The concept of sampling implies the idea that what is sampled is representative of a larger entity with similar characteristics. Thus, the most fundamental property sought in a sample is its representativeness with respect to the larger entity.

In statistics, samples are subsets of populations (of people, light bulbs, rocks, manufacturing errors, crime occurrences, votes, etc.). In TS, units that make up samples and populations are translators, students, texts, text genres, words, errors, user reactions etc.

If all units are identical with respect to the characteristics to be investigated (translation strategies, speed, errors, quality, linguistic features of the target text etc.), studying one unit should be enough to learn about the population. In real life, such cases are rare. Variability is the rule and forces investigators to look at larger samples (their size depends to a large extent on how much the relevant features vary) and draw inferences on the basis of central tendencies and variability measured in the sample. Because of this variability, there is uncertainty in these inferences. Inferential statistics measure such uncertainty with mathematics-based tests.

It is important to understand that in most studies, sampling actually occurs in many dimensions, only one or a few of which are controlled. For instance, an experiment on the effect of experience on translation quality may be designed around the comparison of the performance of translators with different levels of experience (say 0-4, 5-9, 10-14, 15 and more years of experience) – this will be the main dimension of the study. Experimenters will probably attempt to make sure that all participants have the same language combination and similar knowledge of the passive language (a second dimension) and of the theme addressed in the text (a third dimension). Perhaps they will attempt to make sure that all participants have had similar background education (fourth dimension) and translation training (fifth dimension), that their usual professional market is similar (sixth dimension), etc., but they may not control motivation (seventh dimension), general personality features (eighth dimension), physiological parameters at the time of the experiment (ninth dimension), the subjects’ mood (tenth dimension) etc. There remains the possibility that different values in each of these dimensions could affect the subjects’ work. Variability in each of these uncontrolled dimensions may “hide” fundamental tendencies.

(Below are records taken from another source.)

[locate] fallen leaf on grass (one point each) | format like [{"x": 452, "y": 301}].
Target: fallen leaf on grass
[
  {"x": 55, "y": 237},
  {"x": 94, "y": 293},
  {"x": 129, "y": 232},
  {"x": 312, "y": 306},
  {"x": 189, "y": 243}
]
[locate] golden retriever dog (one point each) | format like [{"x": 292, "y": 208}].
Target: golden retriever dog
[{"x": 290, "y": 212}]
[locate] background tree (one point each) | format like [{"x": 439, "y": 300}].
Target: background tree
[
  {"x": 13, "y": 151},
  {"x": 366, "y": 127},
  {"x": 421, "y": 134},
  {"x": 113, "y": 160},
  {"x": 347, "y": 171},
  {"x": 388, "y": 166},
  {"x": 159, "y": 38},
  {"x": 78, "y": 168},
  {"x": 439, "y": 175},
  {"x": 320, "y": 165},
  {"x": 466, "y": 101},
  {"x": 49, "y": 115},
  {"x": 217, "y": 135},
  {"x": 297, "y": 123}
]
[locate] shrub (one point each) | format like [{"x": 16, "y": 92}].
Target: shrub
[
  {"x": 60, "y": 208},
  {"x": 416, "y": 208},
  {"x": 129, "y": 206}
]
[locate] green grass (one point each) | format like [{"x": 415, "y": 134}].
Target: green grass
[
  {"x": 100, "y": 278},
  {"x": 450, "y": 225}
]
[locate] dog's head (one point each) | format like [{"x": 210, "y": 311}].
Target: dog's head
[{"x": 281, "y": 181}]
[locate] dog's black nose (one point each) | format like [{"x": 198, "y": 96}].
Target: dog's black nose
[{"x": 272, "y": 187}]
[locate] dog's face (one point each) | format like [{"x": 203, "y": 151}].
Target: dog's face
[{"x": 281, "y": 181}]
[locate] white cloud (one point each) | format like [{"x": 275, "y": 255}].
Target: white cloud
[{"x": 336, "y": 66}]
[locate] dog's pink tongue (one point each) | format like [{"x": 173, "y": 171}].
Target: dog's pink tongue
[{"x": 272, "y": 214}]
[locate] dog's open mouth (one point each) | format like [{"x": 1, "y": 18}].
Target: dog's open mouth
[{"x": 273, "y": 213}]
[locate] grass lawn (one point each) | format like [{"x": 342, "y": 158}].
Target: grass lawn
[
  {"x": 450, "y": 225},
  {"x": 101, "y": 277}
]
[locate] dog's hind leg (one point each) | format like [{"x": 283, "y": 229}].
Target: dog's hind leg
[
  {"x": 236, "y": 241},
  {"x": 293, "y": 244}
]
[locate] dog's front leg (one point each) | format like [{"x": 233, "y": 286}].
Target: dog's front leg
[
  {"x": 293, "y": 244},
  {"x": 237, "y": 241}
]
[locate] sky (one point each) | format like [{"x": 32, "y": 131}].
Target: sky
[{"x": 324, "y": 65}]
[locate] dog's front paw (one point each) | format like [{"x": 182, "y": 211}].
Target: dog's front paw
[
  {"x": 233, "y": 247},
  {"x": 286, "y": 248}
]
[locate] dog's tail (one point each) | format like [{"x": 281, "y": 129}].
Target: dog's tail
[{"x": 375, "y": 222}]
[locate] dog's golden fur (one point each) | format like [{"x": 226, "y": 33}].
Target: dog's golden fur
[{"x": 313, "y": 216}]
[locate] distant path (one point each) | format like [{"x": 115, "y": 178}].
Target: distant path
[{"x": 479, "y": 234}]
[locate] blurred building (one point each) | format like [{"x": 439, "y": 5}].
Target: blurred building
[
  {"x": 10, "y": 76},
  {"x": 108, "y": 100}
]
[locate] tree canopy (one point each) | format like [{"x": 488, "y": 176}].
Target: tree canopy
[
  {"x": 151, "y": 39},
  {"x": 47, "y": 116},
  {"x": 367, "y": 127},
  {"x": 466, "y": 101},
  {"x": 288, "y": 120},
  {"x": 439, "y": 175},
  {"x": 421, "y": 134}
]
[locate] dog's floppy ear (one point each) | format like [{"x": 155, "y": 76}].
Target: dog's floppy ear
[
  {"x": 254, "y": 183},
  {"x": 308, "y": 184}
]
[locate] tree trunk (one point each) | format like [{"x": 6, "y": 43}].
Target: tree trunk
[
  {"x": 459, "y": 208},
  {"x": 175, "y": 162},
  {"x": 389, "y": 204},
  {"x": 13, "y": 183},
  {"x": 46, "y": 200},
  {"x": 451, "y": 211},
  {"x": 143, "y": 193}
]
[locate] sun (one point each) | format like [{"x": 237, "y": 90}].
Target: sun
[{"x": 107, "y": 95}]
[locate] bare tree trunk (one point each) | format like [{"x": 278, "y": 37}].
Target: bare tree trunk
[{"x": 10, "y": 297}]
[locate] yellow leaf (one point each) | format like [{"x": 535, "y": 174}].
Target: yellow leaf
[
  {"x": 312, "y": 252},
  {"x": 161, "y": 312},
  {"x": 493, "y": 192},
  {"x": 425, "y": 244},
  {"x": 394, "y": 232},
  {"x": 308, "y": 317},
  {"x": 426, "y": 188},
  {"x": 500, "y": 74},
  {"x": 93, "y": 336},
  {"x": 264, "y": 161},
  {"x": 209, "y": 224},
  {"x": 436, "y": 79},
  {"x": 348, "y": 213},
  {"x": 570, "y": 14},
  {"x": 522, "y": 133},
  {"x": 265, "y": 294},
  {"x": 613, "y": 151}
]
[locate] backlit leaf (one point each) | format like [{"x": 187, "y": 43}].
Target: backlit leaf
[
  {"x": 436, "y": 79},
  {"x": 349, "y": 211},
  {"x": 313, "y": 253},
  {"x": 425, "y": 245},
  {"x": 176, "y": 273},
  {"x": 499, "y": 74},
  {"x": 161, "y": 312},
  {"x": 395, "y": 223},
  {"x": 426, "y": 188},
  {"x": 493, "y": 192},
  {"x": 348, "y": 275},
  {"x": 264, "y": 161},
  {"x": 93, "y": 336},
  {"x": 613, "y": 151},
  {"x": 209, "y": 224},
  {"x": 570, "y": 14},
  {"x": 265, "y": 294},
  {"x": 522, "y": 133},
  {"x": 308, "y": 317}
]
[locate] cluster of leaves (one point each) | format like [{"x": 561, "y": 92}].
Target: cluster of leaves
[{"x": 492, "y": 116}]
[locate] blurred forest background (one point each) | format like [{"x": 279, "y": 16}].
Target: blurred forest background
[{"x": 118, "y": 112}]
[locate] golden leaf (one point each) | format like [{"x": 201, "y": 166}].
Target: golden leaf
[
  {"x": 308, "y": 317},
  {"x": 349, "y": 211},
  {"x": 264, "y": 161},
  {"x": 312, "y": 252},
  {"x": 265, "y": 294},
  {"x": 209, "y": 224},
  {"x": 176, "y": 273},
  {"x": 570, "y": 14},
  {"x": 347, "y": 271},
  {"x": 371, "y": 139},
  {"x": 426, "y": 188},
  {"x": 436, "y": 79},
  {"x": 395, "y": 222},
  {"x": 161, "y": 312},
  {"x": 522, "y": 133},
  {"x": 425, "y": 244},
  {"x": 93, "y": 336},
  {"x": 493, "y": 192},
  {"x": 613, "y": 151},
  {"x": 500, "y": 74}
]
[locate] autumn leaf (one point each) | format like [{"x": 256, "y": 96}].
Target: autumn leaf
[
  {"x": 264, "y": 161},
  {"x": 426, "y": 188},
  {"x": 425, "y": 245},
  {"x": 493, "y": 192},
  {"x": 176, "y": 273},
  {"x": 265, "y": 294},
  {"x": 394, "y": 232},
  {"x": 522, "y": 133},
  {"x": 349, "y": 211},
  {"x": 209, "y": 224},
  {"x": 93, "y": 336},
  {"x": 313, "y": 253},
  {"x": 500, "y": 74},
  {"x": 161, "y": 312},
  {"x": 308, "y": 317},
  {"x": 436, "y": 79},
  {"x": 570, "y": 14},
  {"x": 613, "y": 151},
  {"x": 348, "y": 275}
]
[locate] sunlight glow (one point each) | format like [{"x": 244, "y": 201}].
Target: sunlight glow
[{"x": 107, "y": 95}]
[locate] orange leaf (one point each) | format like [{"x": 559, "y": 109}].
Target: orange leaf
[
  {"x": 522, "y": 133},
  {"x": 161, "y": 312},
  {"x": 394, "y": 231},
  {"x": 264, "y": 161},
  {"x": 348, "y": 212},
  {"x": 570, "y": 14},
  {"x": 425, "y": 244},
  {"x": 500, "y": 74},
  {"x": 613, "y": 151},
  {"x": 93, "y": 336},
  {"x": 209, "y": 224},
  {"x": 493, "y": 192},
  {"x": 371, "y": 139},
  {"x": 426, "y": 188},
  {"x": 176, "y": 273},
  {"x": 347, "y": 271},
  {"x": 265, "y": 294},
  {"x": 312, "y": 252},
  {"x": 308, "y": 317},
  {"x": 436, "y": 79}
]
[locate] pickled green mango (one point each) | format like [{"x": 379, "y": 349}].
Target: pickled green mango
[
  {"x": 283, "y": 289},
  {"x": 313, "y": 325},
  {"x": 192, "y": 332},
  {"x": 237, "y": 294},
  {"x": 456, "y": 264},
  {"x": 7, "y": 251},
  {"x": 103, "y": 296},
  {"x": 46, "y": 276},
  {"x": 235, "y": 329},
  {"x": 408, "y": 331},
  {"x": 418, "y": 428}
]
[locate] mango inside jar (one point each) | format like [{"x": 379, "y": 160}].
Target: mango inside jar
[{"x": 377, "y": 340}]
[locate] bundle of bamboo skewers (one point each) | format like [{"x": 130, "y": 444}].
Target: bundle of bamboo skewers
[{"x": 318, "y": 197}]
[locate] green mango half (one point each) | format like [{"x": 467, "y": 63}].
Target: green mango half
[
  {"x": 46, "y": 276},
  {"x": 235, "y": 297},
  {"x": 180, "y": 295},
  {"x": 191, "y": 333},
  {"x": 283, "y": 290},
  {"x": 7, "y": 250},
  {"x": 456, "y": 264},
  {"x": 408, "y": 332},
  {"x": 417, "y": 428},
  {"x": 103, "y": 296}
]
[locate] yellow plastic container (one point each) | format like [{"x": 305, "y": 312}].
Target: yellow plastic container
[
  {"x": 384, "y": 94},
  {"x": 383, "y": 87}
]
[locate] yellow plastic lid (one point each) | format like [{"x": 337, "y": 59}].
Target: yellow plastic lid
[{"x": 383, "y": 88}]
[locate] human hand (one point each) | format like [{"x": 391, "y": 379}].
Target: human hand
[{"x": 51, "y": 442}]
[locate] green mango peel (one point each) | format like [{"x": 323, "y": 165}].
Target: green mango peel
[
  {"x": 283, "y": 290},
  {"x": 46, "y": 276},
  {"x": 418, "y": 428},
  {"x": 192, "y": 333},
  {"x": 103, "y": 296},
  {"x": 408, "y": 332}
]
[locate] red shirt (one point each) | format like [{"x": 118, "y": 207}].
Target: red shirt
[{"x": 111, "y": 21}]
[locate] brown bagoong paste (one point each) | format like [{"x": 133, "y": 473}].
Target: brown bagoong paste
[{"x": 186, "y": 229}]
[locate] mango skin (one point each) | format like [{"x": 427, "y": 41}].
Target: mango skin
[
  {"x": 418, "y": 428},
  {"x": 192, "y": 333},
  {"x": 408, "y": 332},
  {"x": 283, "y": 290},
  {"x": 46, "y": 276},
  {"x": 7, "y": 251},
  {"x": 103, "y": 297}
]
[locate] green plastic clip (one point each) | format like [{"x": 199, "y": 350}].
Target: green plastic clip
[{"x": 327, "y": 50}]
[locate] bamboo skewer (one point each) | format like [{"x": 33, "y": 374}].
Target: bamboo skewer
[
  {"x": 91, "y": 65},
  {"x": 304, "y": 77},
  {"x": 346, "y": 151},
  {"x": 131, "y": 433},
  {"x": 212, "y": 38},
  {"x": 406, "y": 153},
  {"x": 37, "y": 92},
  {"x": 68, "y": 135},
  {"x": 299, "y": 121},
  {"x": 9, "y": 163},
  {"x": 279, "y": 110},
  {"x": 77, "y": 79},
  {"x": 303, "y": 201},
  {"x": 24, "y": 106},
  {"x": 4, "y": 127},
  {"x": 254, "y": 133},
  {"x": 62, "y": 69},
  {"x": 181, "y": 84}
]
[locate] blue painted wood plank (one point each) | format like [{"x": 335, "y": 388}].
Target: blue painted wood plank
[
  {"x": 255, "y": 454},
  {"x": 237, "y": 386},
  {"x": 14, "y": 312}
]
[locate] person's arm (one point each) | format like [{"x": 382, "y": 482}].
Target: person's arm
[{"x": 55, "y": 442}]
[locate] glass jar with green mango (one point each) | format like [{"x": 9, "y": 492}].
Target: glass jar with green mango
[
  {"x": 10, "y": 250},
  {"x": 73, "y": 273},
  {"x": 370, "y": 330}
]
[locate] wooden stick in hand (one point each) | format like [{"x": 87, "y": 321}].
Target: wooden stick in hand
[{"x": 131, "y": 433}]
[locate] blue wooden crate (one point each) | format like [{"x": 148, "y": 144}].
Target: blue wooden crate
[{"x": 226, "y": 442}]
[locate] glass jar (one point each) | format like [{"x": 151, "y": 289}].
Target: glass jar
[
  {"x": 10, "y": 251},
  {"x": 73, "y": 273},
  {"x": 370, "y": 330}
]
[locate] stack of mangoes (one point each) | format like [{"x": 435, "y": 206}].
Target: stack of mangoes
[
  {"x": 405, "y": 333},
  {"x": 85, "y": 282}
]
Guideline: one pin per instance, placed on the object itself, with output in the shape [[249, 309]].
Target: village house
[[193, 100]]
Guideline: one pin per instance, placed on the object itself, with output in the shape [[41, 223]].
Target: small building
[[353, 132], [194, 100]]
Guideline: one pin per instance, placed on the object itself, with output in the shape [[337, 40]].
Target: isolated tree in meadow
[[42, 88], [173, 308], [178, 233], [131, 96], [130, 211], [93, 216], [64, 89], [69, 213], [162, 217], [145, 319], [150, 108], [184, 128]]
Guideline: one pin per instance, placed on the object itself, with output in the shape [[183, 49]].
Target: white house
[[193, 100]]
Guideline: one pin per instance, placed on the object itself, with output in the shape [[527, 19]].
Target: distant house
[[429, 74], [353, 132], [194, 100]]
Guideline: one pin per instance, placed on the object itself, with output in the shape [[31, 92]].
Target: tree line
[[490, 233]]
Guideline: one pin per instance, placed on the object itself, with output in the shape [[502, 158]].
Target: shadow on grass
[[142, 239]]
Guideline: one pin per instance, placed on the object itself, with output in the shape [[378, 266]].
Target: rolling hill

On the other hand, if a particular experiment does show some “significant” trend (i.e. one which is not likely to have been caused by chance alone), this trend is specific to a particular set of parameter values: a certain text or text genre, a specific language combination, certain levels of knowledge of the passive language and of the theme, etc. There is no guarantee that the same trend would be found in different sets of parameter values, say with different texts or text genres, different language combinations, etc. In other words, even with a fairly large sample, most studies remain case studies for several potentially relevant dimensions.